Dear Committee on The Life Time Achievement Award:
Thank you for your recent rejection letter in response to my application for The Life Time Achievement Award. I sympathize with your feeling that I’m inadequate for the award. I, myself, have often had that feeling before recalling my various potentials. In order to initiate a reconsideration of my application, I have attached an appendix to my Curriculum Vitae, which you may place before or after the references as you see fit.
I look forward to meeting each of you at the award ceremony.
Sincerely,
Justin Kahn
Appendix One: Great Moments in History I Could Have Done
The Invention of the Wheel
When I look at a car I don’t think, “Hey, maybe that thing would go faster with square tires,” or “Sure that race car is fast, but what if it had triangular tires? Can I ask you that?” That is the kind of technical ingenuity that history expects from its greatest inventors. Plus, I have such a bad back that there is little surprise I would have been the one to invent something that would aid in the transporting of heavy loads.
According to archaeologists the first wheels were used over ten thousand years ago. Had I been born much earlier, I think there is good reason to believe that I could have come up with the idea for a wheel.
The Start of the Renaissance
Most people, they like boxes. Square, practical, clean, what have you. They use them. They store them. And they think inside them. Not me, though. I’m totally out of the box. I love getting people together and making something happen.
Further, I love the arts and am not really superstitious. If I had money, lived in Italy, and lived 600 years ago, I could have played a major role, if not the majorest role, in starting the renaissance.
The Discovery of America by the Vikings
A great discovery requires a combination of sweat, planning, and luck. Firstly, I am among the sweatiest guys you have ever seen. I’m the one with the messy brush of armpit hair on the basketball court, getting everybody else wet on the rebounds. I also get that atypical back sweat stain, just by walking down the street on a humid day.
Planning-wise, I can plan. I have a daybook and I’ve gone through it for the rest of the year, ticking off all my paydays. And, lastly, luck. Well, yesterday I found a crisp ten under my seat on the subway.
I’m clearly the kind of guy on whom such elements converge. Land ho!
The Discovery of America by Columbus
In 1492 Justin could have sailed the Ocean Blue. Had I done so, I think history would have found the outcome not unlike the one told about Columbus.
For example, I recently took a road trip to San Diego. Except I ended up in Little Rock. That is fairly typical of how I handle myself. The discovery of America could have been mine.
Photo Opportunity with Stalin, Churchill, Roosevelt
I have frequently had my picture taken. To my mind, standing next to, or even between, these three gentlemen is completely in the realm of my capabilities. I would have combined excellent posture with a pleasant smile and twinkling eyes.

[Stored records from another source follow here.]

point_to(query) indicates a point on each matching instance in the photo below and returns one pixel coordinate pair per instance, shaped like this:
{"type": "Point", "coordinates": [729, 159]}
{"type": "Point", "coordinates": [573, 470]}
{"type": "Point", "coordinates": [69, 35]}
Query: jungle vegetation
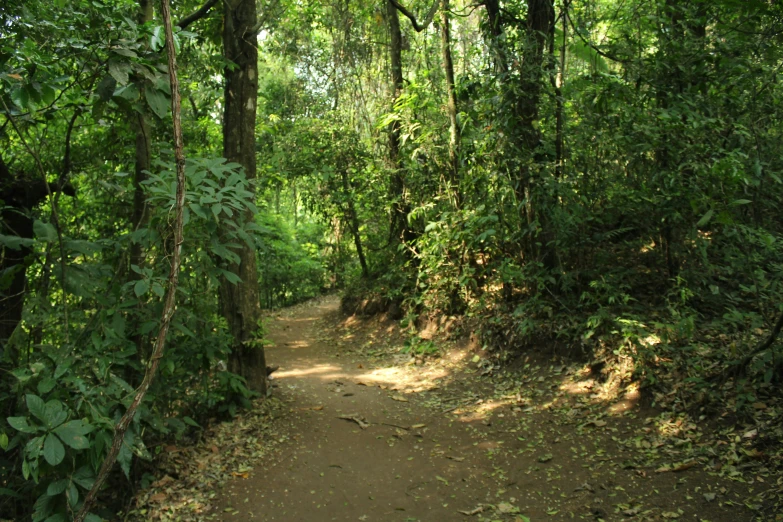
{"type": "Point", "coordinates": [601, 176]}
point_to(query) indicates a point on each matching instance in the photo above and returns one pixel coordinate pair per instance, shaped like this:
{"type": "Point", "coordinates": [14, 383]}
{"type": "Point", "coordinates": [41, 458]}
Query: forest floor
{"type": "Point", "coordinates": [358, 431]}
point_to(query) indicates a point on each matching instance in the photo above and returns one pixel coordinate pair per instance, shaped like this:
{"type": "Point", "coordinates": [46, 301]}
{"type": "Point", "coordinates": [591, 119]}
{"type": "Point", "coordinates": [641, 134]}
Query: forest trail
{"type": "Point", "coordinates": [442, 442]}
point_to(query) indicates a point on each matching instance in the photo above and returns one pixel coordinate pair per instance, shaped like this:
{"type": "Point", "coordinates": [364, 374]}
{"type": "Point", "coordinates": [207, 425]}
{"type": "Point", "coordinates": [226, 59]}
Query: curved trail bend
{"type": "Point", "coordinates": [373, 438]}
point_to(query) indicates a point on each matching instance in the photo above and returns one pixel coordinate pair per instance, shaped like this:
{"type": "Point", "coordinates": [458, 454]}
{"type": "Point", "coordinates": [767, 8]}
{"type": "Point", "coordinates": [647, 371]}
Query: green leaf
{"type": "Point", "coordinates": [55, 414]}
{"type": "Point", "coordinates": [37, 406]}
{"type": "Point", "coordinates": [5, 492]}
{"type": "Point", "coordinates": [54, 452]}
{"type": "Point", "coordinates": [21, 424]}
{"type": "Point", "coordinates": [15, 242]}
{"type": "Point", "coordinates": [190, 422]}
{"type": "Point", "coordinates": [21, 98]}
{"type": "Point", "coordinates": [84, 476]}
{"type": "Point", "coordinates": [157, 102]}
{"type": "Point", "coordinates": [141, 287]}
{"type": "Point", "coordinates": [57, 487]}
{"type": "Point", "coordinates": [44, 231]}
{"type": "Point", "coordinates": [46, 385]}
{"type": "Point", "coordinates": [73, 434]}
{"type": "Point", "coordinates": [706, 218]}
{"type": "Point", "coordinates": [119, 71]}
{"type": "Point", "coordinates": [73, 495]}
{"type": "Point", "coordinates": [106, 88]}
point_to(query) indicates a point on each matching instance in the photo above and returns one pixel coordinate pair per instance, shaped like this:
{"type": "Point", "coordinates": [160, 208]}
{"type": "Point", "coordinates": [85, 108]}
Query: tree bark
{"type": "Point", "coordinates": [399, 217]}
{"type": "Point", "coordinates": [451, 104]}
{"type": "Point", "coordinates": [240, 302]}
{"type": "Point", "coordinates": [352, 219]}
{"type": "Point", "coordinates": [170, 299]}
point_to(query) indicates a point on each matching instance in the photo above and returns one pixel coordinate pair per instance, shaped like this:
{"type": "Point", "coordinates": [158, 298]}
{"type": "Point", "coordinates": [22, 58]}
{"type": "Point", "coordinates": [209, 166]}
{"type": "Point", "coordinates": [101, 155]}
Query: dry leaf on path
{"type": "Point", "coordinates": [472, 512]}
{"type": "Point", "coordinates": [363, 425]}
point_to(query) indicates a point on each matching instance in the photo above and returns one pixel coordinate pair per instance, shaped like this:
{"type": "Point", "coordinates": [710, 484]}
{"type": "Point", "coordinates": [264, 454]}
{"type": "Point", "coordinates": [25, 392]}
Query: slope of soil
{"type": "Point", "coordinates": [362, 433]}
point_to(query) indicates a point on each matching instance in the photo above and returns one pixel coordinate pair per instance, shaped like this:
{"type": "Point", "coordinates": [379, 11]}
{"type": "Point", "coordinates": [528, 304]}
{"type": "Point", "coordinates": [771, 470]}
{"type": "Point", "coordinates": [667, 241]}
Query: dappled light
{"type": "Point", "coordinates": [391, 261]}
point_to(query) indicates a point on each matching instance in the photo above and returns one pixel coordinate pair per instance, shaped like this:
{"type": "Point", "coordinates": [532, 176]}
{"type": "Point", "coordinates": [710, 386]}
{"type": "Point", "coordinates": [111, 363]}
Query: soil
{"type": "Point", "coordinates": [368, 433]}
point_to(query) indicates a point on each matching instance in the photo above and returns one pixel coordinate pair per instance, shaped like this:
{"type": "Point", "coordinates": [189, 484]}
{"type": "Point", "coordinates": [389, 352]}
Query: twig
{"type": "Point", "coordinates": [171, 292]}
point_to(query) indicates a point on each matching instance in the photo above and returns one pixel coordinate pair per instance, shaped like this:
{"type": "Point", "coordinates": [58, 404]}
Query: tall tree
{"type": "Point", "coordinates": [240, 302]}
{"type": "Point", "coordinates": [451, 103]}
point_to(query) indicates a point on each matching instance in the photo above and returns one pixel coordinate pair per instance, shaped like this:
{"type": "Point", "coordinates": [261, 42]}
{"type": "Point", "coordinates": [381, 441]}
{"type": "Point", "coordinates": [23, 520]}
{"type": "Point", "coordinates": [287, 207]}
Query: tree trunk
{"type": "Point", "coordinates": [558, 80]}
{"type": "Point", "coordinates": [352, 219]}
{"type": "Point", "coordinates": [451, 105]}
{"type": "Point", "coordinates": [143, 164]}
{"type": "Point", "coordinates": [240, 302]}
{"type": "Point", "coordinates": [399, 217]}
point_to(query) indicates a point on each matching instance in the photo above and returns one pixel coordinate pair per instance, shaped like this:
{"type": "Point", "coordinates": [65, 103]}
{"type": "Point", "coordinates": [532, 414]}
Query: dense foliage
{"type": "Point", "coordinates": [602, 176]}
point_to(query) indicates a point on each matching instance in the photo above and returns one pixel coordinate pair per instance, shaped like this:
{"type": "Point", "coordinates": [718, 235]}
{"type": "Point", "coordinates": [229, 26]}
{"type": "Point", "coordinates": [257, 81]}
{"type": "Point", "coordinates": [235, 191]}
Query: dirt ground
{"type": "Point", "coordinates": [366, 433]}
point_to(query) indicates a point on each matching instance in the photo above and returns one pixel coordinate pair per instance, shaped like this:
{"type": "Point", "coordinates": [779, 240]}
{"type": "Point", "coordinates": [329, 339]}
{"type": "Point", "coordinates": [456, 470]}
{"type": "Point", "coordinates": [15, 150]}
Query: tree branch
{"type": "Point", "coordinates": [171, 292]}
{"type": "Point", "coordinates": [427, 21]}
{"type": "Point", "coordinates": [593, 46]}
{"type": "Point", "coordinates": [200, 13]}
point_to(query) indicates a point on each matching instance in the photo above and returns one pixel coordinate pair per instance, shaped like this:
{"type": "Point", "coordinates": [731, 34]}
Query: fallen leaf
{"type": "Point", "coordinates": [472, 512]}
{"type": "Point", "coordinates": [684, 466]}
{"type": "Point", "coordinates": [362, 424]}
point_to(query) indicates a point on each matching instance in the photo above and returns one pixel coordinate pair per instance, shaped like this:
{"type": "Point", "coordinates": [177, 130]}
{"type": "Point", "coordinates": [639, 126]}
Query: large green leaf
{"type": "Point", "coordinates": [54, 452]}
{"type": "Point", "coordinates": [21, 424]}
{"type": "Point", "coordinates": [73, 434]}
{"type": "Point", "coordinates": [54, 413]}
{"type": "Point", "coordinates": [84, 477]}
{"type": "Point", "coordinates": [37, 406]}
{"type": "Point", "coordinates": [44, 231]}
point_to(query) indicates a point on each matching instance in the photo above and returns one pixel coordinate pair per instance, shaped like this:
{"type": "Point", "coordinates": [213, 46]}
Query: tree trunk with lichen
{"type": "Point", "coordinates": [240, 302]}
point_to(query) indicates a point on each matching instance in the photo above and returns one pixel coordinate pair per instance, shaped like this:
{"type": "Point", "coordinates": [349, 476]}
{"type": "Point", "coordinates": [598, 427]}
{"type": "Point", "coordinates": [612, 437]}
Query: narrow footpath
{"type": "Point", "coordinates": [367, 434]}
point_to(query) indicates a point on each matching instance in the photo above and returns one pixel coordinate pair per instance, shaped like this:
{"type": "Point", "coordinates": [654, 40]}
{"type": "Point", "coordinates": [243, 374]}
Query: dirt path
{"type": "Point", "coordinates": [441, 442]}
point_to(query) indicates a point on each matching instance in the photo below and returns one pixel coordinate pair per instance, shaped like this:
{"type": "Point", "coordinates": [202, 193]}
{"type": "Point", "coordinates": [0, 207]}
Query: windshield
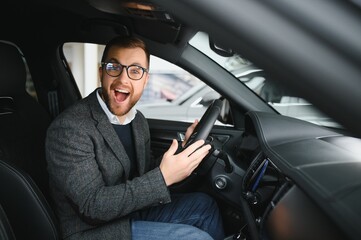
{"type": "Point", "coordinates": [270, 90]}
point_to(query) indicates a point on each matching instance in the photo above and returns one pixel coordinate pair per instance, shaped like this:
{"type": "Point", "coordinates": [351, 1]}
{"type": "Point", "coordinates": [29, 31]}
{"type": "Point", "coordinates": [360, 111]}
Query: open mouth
{"type": "Point", "coordinates": [121, 95]}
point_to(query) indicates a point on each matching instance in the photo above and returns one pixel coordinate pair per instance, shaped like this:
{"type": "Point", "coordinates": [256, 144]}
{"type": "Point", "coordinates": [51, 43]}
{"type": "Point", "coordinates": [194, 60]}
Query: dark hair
{"type": "Point", "coordinates": [126, 42]}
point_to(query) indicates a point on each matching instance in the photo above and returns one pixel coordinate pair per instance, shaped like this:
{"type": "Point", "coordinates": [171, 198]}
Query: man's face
{"type": "Point", "coordinates": [122, 93]}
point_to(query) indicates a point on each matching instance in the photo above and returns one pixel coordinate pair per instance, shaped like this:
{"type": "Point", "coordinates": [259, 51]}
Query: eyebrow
{"type": "Point", "coordinates": [113, 60]}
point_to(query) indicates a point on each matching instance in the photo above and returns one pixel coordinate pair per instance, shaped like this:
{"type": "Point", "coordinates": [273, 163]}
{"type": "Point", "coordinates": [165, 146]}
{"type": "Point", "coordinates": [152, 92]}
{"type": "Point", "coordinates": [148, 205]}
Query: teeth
{"type": "Point", "coordinates": [121, 91]}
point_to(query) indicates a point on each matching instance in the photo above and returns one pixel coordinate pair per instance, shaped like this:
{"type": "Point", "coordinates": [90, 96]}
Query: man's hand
{"type": "Point", "coordinates": [189, 132]}
{"type": "Point", "coordinates": [176, 168]}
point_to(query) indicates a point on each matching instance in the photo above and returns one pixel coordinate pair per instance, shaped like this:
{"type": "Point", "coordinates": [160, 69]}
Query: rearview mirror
{"type": "Point", "coordinates": [219, 49]}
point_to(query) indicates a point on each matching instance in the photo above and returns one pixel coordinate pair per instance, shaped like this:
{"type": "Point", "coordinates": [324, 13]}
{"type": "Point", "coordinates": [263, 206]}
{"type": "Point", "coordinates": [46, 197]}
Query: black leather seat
{"type": "Point", "coordinates": [6, 232]}
{"type": "Point", "coordinates": [24, 193]}
{"type": "Point", "coordinates": [29, 214]}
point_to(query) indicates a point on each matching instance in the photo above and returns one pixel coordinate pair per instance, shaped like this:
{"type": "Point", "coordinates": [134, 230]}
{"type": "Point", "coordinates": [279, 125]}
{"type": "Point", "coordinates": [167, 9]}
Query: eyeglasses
{"type": "Point", "coordinates": [134, 72]}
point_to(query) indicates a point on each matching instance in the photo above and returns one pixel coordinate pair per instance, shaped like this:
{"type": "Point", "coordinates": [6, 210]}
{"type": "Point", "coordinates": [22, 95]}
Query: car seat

Being the First Man to Walk on the Moon
Admittedly, I couldn’t have been an astronaut, being near-sighted, asthmatic, and afraid of flying. No matter. I could have taken the first step. And I probably would have said something really memorable like, “While I as an individual am moving forward only very slowly and a rather small space when you look at the vastness of the universe, this represents a much greater movement forward for all of humanity.”
The Moonwalk
I could have been the one to unveil this to the world in a 1983 television special. As things stand, at the time I was only five. But use a little imagination. I could have been a couple of years older. Having executed the Moonwalk, just as my fans were going crazy, I would turn to the camera and say, “That’s one small step for a man, one giant leap for mankind. He, heeeeee.”
Coining Nike’s Slogan, “Just Do It”
My own temperament is such that I tend to try and reduce the number of words to an absolute minimum so that what I have to say is to the point, memorable, and yet still forceful and, where possible, majestic. If I was born before Nike came up with their current motto, I almost certainly would have been the one to come up with this slogan.
Also, I could have easily designed Nike Trademark symbol, The Swoosh (although I would have called it the “Super Thick Checkmark”).
Composing “Crazy Frog”
Sometimes a song rises up out of your heart. In a maniac fit, you record it and share it with the world. All of posterity hails you as an innovator. That could have been my story. I could have written the ring tone “Crazy Frog Axel F” This is just a variation of the theme song to Beverley Hills Cop which is the first and only song I learned to play on the piano. For that reason it seems natural that this would have been the one I had written. Indeed, that is just another of the many impressive things I could have done.